第213話 大切な気持ちを伝える日

 ぼくとシズクは天人族と亜人種の居住区をつなぐ橋の上に立ち続けた。

 まるで真ん中にレティがいるように1人分の隙間を開けて、レティが去ってからずっとそのまま時間に身を任せ続けていた。


(……おかしいな。シズクと本当の家族になろうって言うだけなのに、どうしてぼくは言えないでいるんだ……)


 言おう言おうとしても、橋の上から周りの景色を眺め続けてばかりだ。

 夜の空は濁流に揉まれながらも瞬く星と薄氷に滲む月が輝いている。

 黒く染まる水面は里の人たちで生まれた光を照らしている。

 橋の上も、橋の下も、どちらも綺麗で……きっかけとなる言葉が見つからないと言い訳をし、口を閉ざして空を見上げてしまう。

 ぼくらは一緒に並んでいるのに別々のものを見ていた。

 ぼくは夜空を仰いでいる中、シズクは俯いて橋の下を流れる川へと顔を向けている。


「……!」


 シズクの横顔を盗み見ようとして――シズクもちらりとぼくを見てきた。

 びっくりして直ぐに顔を前に向けちゃった。
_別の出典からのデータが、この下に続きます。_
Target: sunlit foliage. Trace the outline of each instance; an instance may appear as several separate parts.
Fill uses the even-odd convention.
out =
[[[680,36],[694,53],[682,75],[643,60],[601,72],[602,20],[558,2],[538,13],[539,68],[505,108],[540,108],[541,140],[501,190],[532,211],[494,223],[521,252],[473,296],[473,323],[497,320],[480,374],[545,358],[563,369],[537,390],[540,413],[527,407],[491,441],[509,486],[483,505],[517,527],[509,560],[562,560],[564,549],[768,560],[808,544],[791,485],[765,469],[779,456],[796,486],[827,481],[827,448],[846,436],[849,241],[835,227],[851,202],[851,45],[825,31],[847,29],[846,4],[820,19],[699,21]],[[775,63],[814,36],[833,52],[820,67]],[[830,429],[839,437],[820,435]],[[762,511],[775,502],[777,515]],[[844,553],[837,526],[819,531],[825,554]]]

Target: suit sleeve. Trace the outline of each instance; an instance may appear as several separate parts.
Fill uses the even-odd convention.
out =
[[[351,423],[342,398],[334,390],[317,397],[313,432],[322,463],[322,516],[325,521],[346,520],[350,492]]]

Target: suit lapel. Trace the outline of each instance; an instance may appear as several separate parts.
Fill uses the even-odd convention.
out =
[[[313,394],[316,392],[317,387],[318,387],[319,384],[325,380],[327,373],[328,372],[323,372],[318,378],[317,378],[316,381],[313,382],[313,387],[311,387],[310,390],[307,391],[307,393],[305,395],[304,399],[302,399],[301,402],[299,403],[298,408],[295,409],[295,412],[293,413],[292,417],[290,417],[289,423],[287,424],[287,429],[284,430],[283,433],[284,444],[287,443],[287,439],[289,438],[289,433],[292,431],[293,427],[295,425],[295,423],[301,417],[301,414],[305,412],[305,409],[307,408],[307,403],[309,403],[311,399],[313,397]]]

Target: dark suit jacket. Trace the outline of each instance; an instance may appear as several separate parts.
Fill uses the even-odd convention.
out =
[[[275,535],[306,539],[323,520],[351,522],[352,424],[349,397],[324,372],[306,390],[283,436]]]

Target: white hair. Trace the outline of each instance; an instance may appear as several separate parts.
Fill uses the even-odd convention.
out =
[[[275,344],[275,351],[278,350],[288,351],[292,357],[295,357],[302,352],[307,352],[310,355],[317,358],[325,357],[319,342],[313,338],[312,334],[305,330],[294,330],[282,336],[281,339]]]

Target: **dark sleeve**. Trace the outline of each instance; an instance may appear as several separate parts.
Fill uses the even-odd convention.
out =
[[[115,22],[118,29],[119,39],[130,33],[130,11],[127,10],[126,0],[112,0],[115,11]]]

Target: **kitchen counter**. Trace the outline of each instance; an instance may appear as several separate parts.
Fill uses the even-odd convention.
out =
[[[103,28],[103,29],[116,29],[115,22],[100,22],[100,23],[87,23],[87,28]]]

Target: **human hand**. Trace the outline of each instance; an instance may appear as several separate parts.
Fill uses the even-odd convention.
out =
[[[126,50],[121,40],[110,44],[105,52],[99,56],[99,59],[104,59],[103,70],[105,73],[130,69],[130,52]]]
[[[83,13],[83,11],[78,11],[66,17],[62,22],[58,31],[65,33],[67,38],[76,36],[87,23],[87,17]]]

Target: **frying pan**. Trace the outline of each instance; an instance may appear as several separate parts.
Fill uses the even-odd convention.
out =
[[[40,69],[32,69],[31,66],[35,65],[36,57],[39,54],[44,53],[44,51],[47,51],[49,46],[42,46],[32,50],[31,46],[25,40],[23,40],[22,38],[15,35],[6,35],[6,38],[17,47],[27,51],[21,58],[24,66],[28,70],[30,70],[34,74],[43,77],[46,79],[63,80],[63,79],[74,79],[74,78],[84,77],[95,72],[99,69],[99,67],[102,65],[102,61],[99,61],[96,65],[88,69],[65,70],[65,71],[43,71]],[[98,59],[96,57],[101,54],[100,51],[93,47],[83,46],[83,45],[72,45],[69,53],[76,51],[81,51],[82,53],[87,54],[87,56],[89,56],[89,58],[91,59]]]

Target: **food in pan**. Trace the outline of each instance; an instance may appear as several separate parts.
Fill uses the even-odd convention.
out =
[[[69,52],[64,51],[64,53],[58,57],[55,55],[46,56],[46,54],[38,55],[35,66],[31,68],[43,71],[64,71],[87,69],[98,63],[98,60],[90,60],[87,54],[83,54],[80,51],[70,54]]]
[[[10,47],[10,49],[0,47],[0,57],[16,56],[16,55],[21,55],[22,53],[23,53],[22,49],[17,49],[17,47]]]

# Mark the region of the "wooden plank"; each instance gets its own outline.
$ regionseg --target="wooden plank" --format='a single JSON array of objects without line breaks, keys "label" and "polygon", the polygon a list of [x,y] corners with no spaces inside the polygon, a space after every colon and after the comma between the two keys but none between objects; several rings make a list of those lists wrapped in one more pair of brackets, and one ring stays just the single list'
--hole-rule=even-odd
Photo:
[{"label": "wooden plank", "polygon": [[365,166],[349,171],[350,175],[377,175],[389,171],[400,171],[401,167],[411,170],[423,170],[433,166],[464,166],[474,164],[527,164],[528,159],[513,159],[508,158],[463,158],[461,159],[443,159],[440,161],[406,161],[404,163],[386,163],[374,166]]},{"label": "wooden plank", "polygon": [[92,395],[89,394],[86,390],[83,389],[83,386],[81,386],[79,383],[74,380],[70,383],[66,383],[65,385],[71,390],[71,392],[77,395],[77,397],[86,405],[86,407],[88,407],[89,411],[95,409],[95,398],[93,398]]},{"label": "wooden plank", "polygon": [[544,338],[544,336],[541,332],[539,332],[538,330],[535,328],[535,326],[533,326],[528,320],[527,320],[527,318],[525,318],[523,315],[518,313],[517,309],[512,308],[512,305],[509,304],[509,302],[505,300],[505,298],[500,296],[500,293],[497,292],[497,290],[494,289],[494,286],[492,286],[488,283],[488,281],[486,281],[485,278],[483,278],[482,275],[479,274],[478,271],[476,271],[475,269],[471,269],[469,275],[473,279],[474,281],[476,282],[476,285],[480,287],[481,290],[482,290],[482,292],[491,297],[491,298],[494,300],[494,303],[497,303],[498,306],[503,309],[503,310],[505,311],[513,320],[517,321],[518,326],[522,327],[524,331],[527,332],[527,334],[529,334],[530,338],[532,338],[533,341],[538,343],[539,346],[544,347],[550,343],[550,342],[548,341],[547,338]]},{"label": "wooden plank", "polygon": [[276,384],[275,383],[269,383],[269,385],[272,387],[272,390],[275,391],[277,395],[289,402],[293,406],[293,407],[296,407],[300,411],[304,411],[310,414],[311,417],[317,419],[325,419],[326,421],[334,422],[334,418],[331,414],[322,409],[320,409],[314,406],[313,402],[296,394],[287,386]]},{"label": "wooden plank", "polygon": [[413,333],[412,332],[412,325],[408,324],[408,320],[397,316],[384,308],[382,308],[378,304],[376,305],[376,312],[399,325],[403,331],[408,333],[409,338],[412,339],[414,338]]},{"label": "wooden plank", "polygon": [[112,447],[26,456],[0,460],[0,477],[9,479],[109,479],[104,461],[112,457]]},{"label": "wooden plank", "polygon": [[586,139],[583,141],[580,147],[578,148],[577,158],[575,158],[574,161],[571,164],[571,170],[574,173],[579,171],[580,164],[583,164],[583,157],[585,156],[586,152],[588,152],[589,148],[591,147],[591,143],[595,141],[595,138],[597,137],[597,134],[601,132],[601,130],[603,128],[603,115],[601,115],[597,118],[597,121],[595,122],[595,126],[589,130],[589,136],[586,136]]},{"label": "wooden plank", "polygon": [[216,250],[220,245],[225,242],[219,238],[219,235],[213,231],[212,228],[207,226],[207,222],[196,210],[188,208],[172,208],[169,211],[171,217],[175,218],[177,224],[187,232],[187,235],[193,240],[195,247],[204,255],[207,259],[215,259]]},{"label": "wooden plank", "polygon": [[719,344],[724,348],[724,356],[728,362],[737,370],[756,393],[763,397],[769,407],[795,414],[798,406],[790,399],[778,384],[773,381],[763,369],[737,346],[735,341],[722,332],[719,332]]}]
けど、ぷるぷると首を振り、恐る恐るとシズクへと顔を向けて、ぎこちなく、誤魔化すように笑いかけた。シズクも同じような反応をして、同じように顔を合わせてくれる。

 なのに、シズクはぼくとは違って悲しそうに笑う――無理して笑い返してきた。

 ……ちがう。

 ぼくはシズクに今ここにいるのが苦痛なんて顔をさせたかったんじゃない。

 レティは言っていた。シズクは勘違いしているだけだと。誤解してるだけだと。

 でも、どう勘違いして、何を誤解してるのか、シズクと同じくらい意地悪なレティは教えてくれなかった。
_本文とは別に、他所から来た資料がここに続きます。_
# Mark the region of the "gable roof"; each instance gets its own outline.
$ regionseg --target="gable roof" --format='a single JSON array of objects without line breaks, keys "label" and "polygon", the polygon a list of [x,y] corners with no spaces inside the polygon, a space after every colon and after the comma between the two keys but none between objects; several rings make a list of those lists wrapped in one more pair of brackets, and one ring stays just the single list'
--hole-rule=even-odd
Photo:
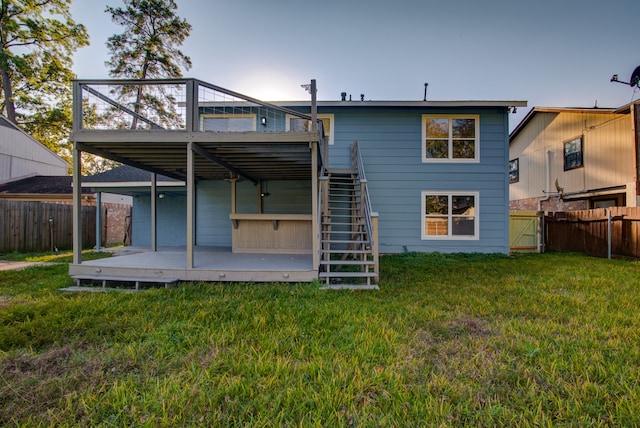
[{"label": "gable roof", "polygon": [[[49,158],[48,159],[49,163],[57,164],[58,166],[60,166],[62,168],[65,168],[65,169],[69,168],[69,166],[70,166],[69,162],[67,162],[64,159],[62,159],[60,156],[58,156],[58,154],[53,152],[53,150],[49,149],[47,146],[42,144],[40,141],[38,141],[35,138],[33,138],[30,134],[28,134],[26,131],[24,131],[22,128],[20,128],[15,123],[11,122],[9,119],[7,119],[2,114],[0,114],[0,127],[9,128],[9,129],[11,129],[13,131],[16,131],[19,134],[23,135],[24,138],[26,138],[27,140],[32,142],[35,146],[37,146],[38,150],[42,151],[43,153],[47,153],[47,157]],[[5,153],[5,154],[10,154],[10,153]]]}]

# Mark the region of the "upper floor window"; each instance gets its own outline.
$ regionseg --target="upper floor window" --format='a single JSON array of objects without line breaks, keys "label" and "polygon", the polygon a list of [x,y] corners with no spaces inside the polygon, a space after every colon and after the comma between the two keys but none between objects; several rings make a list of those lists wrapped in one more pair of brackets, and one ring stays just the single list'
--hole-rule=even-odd
[{"label": "upper floor window", "polygon": [[520,158],[509,161],[509,184],[520,181]]},{"label": "upper floor window", "polygon": [[580,168],[582,163],[582,136],[564,142],[564,170]]},{"label": "upper floor window", "polygon": [[203,114],[200,118],[203,131],[243,132],[256,130],[255,114]]},{"label": "upper floor window", "polygon": [[[324,135],[328,137],[329,144],[333,144],[333,115],[332,114],[318,114],[318,119],[322,121],[322,127],[324,128]],[[302,119],[301,117],[295,117],[287,115],[287,131],[310,131],[311,121]]]},{"label": "upper floor window", "polygon": [[479,162],[478,115],[422,115],[423,162]]},{"label": "upper floor window", "polygon": [[422,239],[478,239],[478,192],[422,192]]}]

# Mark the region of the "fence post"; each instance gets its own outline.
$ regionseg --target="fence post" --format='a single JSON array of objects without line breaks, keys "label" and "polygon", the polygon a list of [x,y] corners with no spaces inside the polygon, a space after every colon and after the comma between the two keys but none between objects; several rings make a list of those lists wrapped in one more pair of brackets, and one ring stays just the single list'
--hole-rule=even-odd
[{"label": "fence post", "polygon": [[607,210],[607,258],[611,260],[611,208]]}]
 だから、今のシズクが何を思って怒って悲しんでいるのかはわからないままこの橋の上にいる。

 またもぼくから顔を背けてしまう。

 シズクの辛そうな顔を見たくなかったのと、こんな悲しい顔を見られたくなかったからだ。


「……ルイ」

「……っ」


 ……まただ。

 寂しそうにシズクがぼくの名前を呼ぶ。またシズクに悲しい思いをさせている。

 ちがう。ちがうんだよ。

 そんな悲しそうな声を上げさせるためにシズクはここにいるんじゃない。

 そんな悲しく名前で呼ばれるためにぼくはここに来たんじゃない。

 こんな悲しい気持ちになるために2人っきりになったんじゃない。


(だめ……だめだよ! こんなんじゃいけない! 勇気を出せ! 出してちゃんと向き合って、シズクに話を、話を聞いてもらうんだ……!)


 自分を奮い立たせ、ええいっと止まった時間を終わらせる――精一杯の行動は腕を伸ばしてシズクのコートの袖端をつかむことだった。

 真っ白な、周りの魔人族に合わせるために3人で選んだ……あの時と同じデザインのコートを掴んでシズクの気を引くのがぼくの勇気の限界だ。


「……どう……した、の?」

「……え、えっと……その……」


 こんなちっぽけな勇気をきっかけにシズクが話しかけてくれたっていうのに、結局ぼくは口を濁すだけでその先へとは続けられなかった。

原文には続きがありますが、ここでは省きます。